I'm trying to build a custom reference panel for use with IMPUTE2. I have a phased .vcf from all my participants, and I was using the first script here, modified slightly to work with my vcf/HG38, to build the reference panel. The exact command I run to generate the files for chromosome 1 (as an example) is:

./vcf2impute_legend_haps.pl -vcf my_vcf.vcf.gz \
  -leghap output_prefix \
  -chr chr1  \ 
  -hg38

The -hg38 thing is just an argument I added to the script, and can be ignored.

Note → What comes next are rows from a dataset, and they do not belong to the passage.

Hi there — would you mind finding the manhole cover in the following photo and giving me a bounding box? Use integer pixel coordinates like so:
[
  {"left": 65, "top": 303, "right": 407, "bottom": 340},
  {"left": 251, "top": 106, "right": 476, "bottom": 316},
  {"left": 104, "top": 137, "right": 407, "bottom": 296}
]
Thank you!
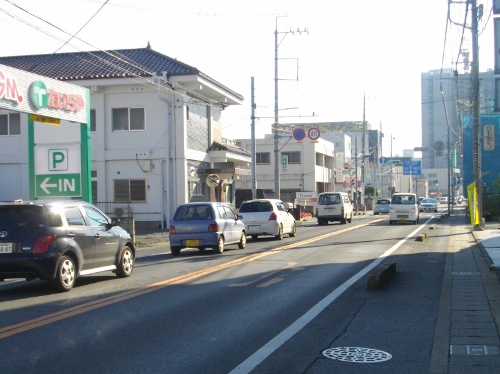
[{"left": 323, "top": 347, "right": 392, "bottom": 364}]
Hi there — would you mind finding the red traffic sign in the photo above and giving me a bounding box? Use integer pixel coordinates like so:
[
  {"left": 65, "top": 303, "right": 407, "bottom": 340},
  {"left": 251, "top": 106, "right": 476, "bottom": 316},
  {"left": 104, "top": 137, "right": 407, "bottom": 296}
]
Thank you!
[
  {"left": 293, "top": 128, "right": 306, "bottom": 142},
  {"left": 307, "top": 127, "right": 321, "bottom": 140}
]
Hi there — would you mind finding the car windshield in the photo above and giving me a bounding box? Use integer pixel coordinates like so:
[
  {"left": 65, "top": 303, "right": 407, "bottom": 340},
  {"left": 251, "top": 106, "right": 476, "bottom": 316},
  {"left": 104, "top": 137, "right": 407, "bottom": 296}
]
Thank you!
[
  {"left": 238, "top": 201, "right": 273, "bottom": 213},
  {"left": 174, "top": 205, "right": 214, "bottom": 221},
  {"left": 391, "top": 195, "right": 415, "bottom": 205},
  {"left": 318, "top": 195, "right": 340, "bottom": 205},
  {"left": 0, "top": 205, "right": 53, "bottom": 230}
]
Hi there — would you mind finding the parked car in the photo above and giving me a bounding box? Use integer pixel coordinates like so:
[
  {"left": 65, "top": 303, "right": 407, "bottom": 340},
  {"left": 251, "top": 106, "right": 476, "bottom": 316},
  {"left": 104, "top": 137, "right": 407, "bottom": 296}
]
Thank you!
[
  {"left": 389, "top": 193, "right": 419, "bottom": 225},
  {"left": 238, "top": 199, "right": 297, "bottom": 240},
  {"left": 418, "top": 199, "right": 437, "bottom": 212},
  {"left": 0, "top": 200, "right": 135, "bottom": 291},
  {"left": 169, "top": 202, "right": 247, "bottom": 256},
  {"left": 373, "top": 199, "right": 391, "bottom": 215},
  {"left": 316, "top": 192, "right": 353, "bottom": 225}
]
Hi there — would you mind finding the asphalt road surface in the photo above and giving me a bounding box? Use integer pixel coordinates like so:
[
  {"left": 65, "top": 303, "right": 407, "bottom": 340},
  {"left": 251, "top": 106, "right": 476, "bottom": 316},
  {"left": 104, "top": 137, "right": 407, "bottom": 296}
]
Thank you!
[{"left": 0, "top": 213, "right": 450, "bottom": 374}]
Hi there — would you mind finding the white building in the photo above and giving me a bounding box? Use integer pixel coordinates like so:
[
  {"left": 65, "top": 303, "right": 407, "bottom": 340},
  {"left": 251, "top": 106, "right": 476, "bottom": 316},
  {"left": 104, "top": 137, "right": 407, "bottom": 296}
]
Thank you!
[
  {"left": 0, "top": 45, "right": 251, "bottom": 227},
  {"left": 236, "top": 136, "right": 335, "bottom": 203}
]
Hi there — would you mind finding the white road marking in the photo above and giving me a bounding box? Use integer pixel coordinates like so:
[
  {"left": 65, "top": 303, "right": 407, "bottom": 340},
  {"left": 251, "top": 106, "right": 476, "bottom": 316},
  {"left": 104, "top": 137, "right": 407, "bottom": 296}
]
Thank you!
[{"left": 229, "top": 218, "right": 432, "bottom": 374}]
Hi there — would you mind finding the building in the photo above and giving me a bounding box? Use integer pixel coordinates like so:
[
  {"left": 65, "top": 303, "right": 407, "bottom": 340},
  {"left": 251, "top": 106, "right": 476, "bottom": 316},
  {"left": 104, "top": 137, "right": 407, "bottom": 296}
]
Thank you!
[
  {"left": 415, "top": 69, "right": 495, "bottom": 169},
  {"left": 235, "top": 135, "right": 335, "bottom": 203},
  {"left": 0, "top": 45, "right": 251, "bottom": 227}
]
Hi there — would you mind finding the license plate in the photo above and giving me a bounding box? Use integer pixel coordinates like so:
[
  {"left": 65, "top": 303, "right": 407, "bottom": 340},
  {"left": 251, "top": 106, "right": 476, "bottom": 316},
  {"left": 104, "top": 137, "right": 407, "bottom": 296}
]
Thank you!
[{"left": 0, "top": 243, "right": 12, "bottom": 253}]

This generates .hap.gz files, .legend.gz files, and .sample_list files, one for each chromosome. What I'm missing is a genetic map file. I don't what these are, and I can't find anything on it in the documentation. Looking at the 1000 Genomes HG37 reference panel files provided here, it's not clear to me what these mapping files are, so I can't replicate the steps to create them.

Any advice would be appreciated.

According to the documentation you linked, genetic maps are recombination maps, measured in centiMorgans.

If you can lift-over the genomic position of the markers from the 1000 Genomes HG37 reference panel, you can use the same genetic map position (the Genetic_Map(cM) column), and recalculate the recombination rate between current position and next position in map (the COMBINED_rate(cM/Mb) column).

However, are you sure there isn't an updated version of these files?